Print
Consumer Privacy: Protect Consumers, Facilitate Commerce
At a Glance:
BSA Position
BSA supports a balanced approach to privacy that respects and encourages informed consumer choices, while ensuring that products and services can be tailored to specific consumers’ needs and industry can continue to deliver products and services that consumers value.
Issue
Information technologies (IT) deliver many benefits to consumers, such as enhanced productivity and convenient access to information, services, and products. These important benefits of our modern digital economy involve the collection of information about consumers, such as their preferences, to enhance their online experience.
The future of the global economy depends on fostering a safe and legal online world, where personal data is being collected, used, and stored responsibly and securely, giving citizens and businesses confidence and trust in information tools.
Background
Over the last several decades, consumers have increasingly embraced and enjoyed the benefits of information technologies. Maintaining and building upon these benefits requires ensuring that rules for the collection of personal information are fair to consumers and flexible for businesses.
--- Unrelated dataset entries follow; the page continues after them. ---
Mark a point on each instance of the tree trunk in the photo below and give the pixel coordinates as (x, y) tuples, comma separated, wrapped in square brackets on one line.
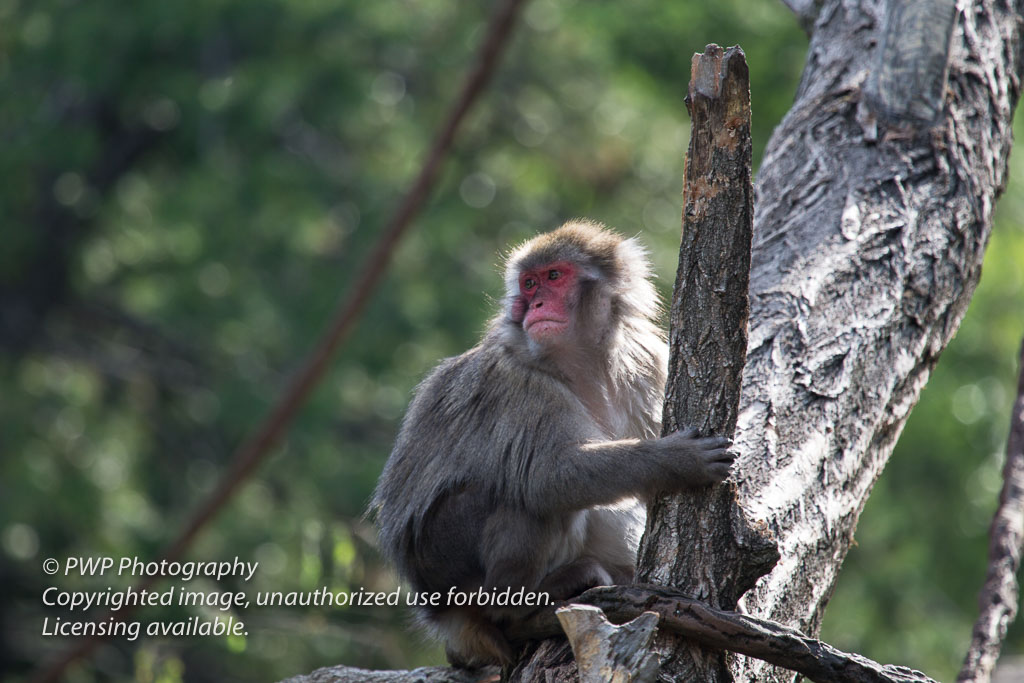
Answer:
[(870, 224), (873, 207)]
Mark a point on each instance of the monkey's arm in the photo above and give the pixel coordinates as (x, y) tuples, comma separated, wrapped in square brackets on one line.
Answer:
[(600, 473)]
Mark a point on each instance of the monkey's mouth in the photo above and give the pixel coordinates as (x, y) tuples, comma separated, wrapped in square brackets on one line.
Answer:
[(544, 327)]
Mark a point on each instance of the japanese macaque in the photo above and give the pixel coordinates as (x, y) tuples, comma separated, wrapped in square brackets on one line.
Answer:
[(520, 462)]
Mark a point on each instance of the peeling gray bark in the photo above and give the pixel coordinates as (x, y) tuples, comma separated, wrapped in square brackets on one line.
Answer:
[(867, 245), (998, 596)]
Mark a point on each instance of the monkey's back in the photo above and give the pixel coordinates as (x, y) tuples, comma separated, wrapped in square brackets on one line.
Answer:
[(466, 446)]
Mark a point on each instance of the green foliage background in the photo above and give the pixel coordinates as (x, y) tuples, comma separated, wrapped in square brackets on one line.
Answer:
[(188, 188)]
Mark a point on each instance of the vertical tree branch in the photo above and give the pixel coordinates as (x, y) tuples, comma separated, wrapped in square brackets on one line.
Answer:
[(723, 553), (997, 600)]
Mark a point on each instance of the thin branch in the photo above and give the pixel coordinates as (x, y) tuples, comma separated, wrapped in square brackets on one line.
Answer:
[(268, 432), (997, 599), (721, 630)]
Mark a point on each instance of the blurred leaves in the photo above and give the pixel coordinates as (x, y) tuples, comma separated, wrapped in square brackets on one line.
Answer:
[(190, 186)]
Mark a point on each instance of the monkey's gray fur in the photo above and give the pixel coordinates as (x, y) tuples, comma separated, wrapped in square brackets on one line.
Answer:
[(520, 464)]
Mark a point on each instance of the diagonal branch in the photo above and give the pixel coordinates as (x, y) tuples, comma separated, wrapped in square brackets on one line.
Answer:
[(268, 432), (997, 600), (727, 631)]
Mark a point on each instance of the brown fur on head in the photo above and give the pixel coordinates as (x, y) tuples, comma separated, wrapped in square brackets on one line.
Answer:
[(577, 241)]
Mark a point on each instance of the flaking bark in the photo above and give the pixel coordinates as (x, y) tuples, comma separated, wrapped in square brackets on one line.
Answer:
[(867, 245), (997, 600)]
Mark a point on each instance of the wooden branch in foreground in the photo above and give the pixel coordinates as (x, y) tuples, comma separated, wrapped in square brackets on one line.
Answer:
[(720, 630), (708, 627), (607, 652), (997, 599), (725, 551)]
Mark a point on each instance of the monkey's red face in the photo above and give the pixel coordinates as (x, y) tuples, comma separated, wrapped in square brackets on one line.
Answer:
[(546, 297)]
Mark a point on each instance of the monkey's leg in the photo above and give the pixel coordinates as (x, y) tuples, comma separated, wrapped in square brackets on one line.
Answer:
[(472, 640), (574, 578)]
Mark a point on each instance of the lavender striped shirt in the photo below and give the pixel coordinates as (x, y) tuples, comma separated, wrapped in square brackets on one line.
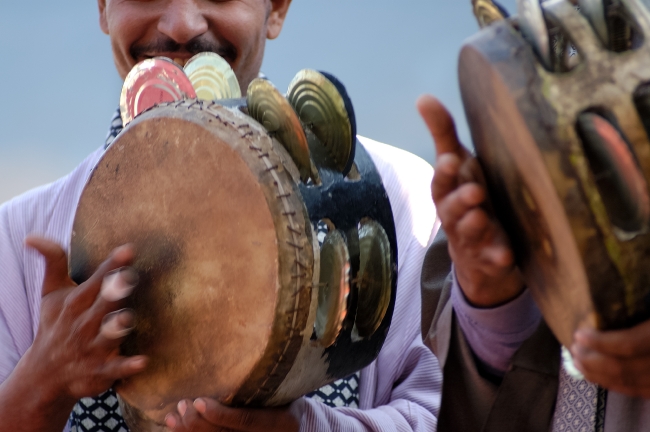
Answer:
[(400, 391)]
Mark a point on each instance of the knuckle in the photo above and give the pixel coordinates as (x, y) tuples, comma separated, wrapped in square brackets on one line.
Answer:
[(627, 348)]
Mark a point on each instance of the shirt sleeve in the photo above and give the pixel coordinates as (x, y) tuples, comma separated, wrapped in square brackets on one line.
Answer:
[(15, 317), (413, 405), (495, 334)]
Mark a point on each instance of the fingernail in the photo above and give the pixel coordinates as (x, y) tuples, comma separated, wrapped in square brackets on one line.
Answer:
[(116, 286), (182, 408), (170, 421), (138, 363), (200, 405)]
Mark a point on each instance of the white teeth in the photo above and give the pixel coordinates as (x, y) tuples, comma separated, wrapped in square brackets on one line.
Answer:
[(111, 327), (115, 287)]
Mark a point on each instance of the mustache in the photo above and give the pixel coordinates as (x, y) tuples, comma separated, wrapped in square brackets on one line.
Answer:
[(193, 47)]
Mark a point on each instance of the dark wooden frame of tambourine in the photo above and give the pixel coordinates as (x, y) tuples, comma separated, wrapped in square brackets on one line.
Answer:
[(337, 198), (579, 269)]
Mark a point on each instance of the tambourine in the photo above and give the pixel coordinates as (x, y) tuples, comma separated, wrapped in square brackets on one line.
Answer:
[(237, 300), (557, 103)]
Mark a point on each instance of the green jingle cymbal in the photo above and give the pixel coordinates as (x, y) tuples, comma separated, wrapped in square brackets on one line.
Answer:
[(617, 175), (271, 109), (486, 12), (323, 105), (212, 77), (333, 288), (374, 279)]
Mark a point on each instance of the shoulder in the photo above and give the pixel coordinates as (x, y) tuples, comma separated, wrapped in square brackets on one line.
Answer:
[(47, 209), (407, 179), (397, 163)]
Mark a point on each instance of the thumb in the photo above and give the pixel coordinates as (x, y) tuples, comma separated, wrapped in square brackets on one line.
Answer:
[(441, 126), (56, 264)]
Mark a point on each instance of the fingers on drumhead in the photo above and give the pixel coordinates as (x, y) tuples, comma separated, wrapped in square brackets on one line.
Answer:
[(117, 325)]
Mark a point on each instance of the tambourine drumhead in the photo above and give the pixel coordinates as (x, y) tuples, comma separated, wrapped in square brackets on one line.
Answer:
[(185, 192)]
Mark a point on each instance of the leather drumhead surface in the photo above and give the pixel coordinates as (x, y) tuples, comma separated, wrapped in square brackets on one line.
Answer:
[(206, 253)]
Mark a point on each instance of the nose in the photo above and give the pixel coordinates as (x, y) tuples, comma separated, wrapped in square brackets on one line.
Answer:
[(182, 21)]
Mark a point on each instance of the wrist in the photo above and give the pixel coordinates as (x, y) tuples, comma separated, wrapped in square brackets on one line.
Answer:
[(31, 400), (489, 292)]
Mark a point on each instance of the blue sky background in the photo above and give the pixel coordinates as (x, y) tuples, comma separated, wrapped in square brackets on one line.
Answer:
[(60, 87)]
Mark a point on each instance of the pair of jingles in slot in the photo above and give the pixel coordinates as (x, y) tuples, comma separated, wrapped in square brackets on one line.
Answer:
[(221, 197), (558, 101)]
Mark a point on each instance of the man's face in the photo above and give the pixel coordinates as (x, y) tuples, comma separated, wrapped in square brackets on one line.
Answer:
[(235, 29)]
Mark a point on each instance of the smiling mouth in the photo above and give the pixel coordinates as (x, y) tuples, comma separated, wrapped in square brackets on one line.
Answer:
[(181, 61)]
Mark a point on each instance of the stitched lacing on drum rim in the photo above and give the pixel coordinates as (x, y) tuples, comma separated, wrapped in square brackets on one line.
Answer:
[(294, 228)]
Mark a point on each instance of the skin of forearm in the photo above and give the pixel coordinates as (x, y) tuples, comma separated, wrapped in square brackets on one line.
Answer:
[(30, 400)]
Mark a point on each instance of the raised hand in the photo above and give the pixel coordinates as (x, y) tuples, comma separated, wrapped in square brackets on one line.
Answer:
[(82, 327), (479, 247), (76, 349), (618, 360), (208, 415)]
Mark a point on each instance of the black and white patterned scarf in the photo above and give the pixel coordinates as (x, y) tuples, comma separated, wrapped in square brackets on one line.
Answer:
[(102, 413)]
Both industry and government have played roles in promoting consumer confidence in IT systems. All BSA members have implemented comprehensive privacy practices to address consumer concerns, often based on internationally agreed norms such as the Organization for Economic Cooperation and Development’s (OECD) Fair Information Practices. High-tech companies also operate in an environment shaped by national and regional laws, such as those of Canada or the European Union. The US Congress has enacted laws to protect specific types of information, such as the Health Insurance Portability and Accountability Act (HIPAA) for health information, and the Gramm-Leach-Bliley Act for financial information. Industry, government, and non-governmental organizations have undertaken extensive consumer education programs to encourage consumers to make informed choices about how their personal data is collected, used, and stored.